Le Liban a toujours eu des gouvernements d'union nationale et aucun n'a été capable de proposer un véritable programme pour le pays. Le concept de gouvernement d'union est apparu après la mort de l'ancien Premier ministre, Rafic Hariri, et il a été appliqué après l'accord de Doha. Pendant la période de M. Hariri, qui s'est étendue de 1992, peu après la fin de la guerre civile, à 2005, le gouvernement était composé de technocrates.
Lorsque Rafic Hariri a pris le pouvoir après l'accord de Taëf, les deux principaux partis chrétiens ont été écartés du pouvoir. Michel Aoun était en exil et Samir Geagea en prison. D'autres politiciens qui ont conservé leur place dans le cadre de Taëf, comme Nabih Berri, le président du Parlement, et Walid Joumblatt, ont bénéficié de contrats gouvernementaux lucratifs en échange de leur aval.
Nombreux sont ceux qui estiment que les années Hariri ont institutionnalisé la corruption. Cependant, pendant les années Hariri, le pays était géré à travers un plan d'affaires. Après sa mort en 2005, le concept de gouvernement d'union a fait surface. Celui-ci a été appliqué après l'accord de Doha de 2008, qui a donné au Hezbollah et au mouvement Amal un tiers du Cabinet et le pouvoir de mettre leur veto aux décisions gouvernementales.
Le Liban prône également le concept erroné de «mithakia» qui a été renforcé après l'accord de Doha, c'est-à-dire que celui qui est le plus fort dans sa communauté devrait se voir attribuer un poste pour représenter cette communauté. Ainsi, le parti sunnite, qui obtient la majorité des sièges sunnites au Parlement, devrait avoir le poste de Premier ministre; le parti chiite, qui a la majorité des sièges chiites, devrait décrocher la présidence du Parlement; de même pour les chrétiens et la présidence de la république.

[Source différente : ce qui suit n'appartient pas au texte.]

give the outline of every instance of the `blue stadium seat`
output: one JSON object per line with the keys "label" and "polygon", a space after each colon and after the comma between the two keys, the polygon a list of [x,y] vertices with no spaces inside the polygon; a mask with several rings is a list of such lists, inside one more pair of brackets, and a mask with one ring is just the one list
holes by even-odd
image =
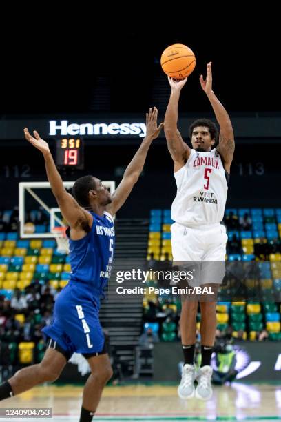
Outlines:
{"label": "blue stadium seat", "polygon": [[267,237],[268,240],[272,240],[273,239],[278,239],[278,232],[277,230],[268,230],[267,232]]}
{"label": "blue stadium seat", "polygon": [[149,232],[160,232],[161,225],[160,224],[150,224]]}
{"label": "blue stadium seat", "polygon": [[9,264],[11,259],[10,257],[0,257],[0,264]]}
{"label": "blue stadium seat", "polygon": [[264,217],[274,217],[275,216],[273,208],[264,208],[263,211],[264,211]]}
{"label": "blue stadium seat", "polygon": [[30,245],[30,241],[28,240],[19,240],[17,242],[17,248],[28,248]]}
{"label": "blue stadium seat", "polygon": [[[263,217],[262,215],[253,215],[252,217],[253,224],[262,224],[263,225]],[[263,230],[263,228],[262,229]]]}
{"label": "blue stadium seat", "polygon": [[37,224],[35,225],[35,233],[45,233],[46,231],[46,226],[43,224]]}
{"label": "blue stadium seat", "polygon": [[275,223],[265,223],[265,230],[267,231],[274,231],[277,232],[277,224]]}
{"label": "blue stadium seat", "polygon": [[52,248],[53,249],[56,247],[56,242],[55,240],[48,239],[43,241],[42,248]]}
{"label": "blue stadium seat", "polygon": [[250,214],[250,210],[249,208],[239,208],[238,217],[243,217],[244,214]]}
{"label": "blue stadium seat", "polygon": [[7,233],[7,240],[17,240],[18,234],[16,232],[9,232]]}
{"label": "blue stadium seat", "polygon": [[256,256],[253,254],[244,254],[242,257],[242,261],[255,261]]}
{"label": "blue stadium seat", "polygon": [[49,265],[48,264],[37,264],[36,265],[37,272],[48,272]]}
{"label": "blue stadium seat", "polygon": [[228,259],[229,261],[241,261],[241,255],[240,254],[229,254]]}
{"label": "blue stadium seat", "polygon": [[12,258],[11,258],[10,263],[13,265],[22,265],[23,261],[23,257],[12,257]]}
{"label": "blue stadium seat", "polygon": [[161,217],[162,210],[150,210],[150,217]]}
{"label": "blue stadium seat", "polygon": [[232,240],[233,234],[236,234],[236,238],[237,239],[240,239],[240,232],[238,232],[237,230],[234,230],[233,232],[227,232],[227,236],[228,236],[229,240],[230,240],[230,241]]}
{"label": "blue stadium seat", "polygon": [[231,212],[233,212],[233,215],[238,215],[237,214],[237,210],[236,210],[236,208],[227,208],[227,210],[225,210],[225,215],[226,216],[229,215],[229,214]]}
{"label": "blue stadium seat", "polygon": [[253,221],[253,230],[254,232],[259,232],[260,230],[264,230],[263,223],[256,223]]}
{"label": "blue stadium seat", "polygon": [[265,237],[265,232],[264,230],[254,230],[253,237]]}
{"label": "blue stadium seat", "polygon": [[153,332],[158,333],[159,331],[159,323],[145,323],[144,328],[145,332],[149,328],[151,328]]}
{"label": "blue stadium seat", "polygon": [[250,230],[242,231],[240,233],[241,239],[251,239],[253,237],[252,232]]}
{"label": "blue stadium seat", "polygon": [[254,217],[262,217],[262,208],[252,208],[251,210],[251,214],[253,221]]}
{"label": "blue stadium seat", "polygon": [[280,321],[280,314],[278,312],[267,312],[265,314],[267,322],[278,322]]}
{"label": "blue stadium seat", "polygon": [[149,224],[161,224],[161,217],[150,217]]}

La classe politique n'a pas de plan pour le pays, juste un schéma de partage du pouvoir qui, en fin de compte, divise le butin de l'État et permet à chaque parti d’utiliser une institution ou un département du gouvernement comme son fief, dont il pompe autant d'argent que possible. L'ancien ministre des Affaires étrangères et gendre du président, Gebran Bassil, qui est un des principaux piliers de la corruption dans le pays, l'a explicité en marge du Forum économique mondial 2019 à Davos. Selon lui, le Liban pourrait apprendre à Londres et à Washington comment gérer un pays sans budget.
Ainsi, le pays a été transformé en une «ferme», comme l'a qualifié l'un de mes collègues du Golfe. Il a toutefois ajouté que même une ferme est plus organisée que le Liban. Il n'y a d'ordre nulle part, juste une classe d'élites corrompues qui s'entendent entre elles pour piller le pays. Elles se battent pour les quotas ministériels de chaque parti et elles se disputent les ministères les plus lucratifs, comme le ministère de l'Énergie et de l'Eau, où se concoctent tous les contrats juteux. Personne ne peut être tenu pour responsable, car ils font tous partie du gouvernement. C'est ce qui a motivé le slogan mémorable des groupes de protestation, «killun yaani killun» («tous veut dire tous»).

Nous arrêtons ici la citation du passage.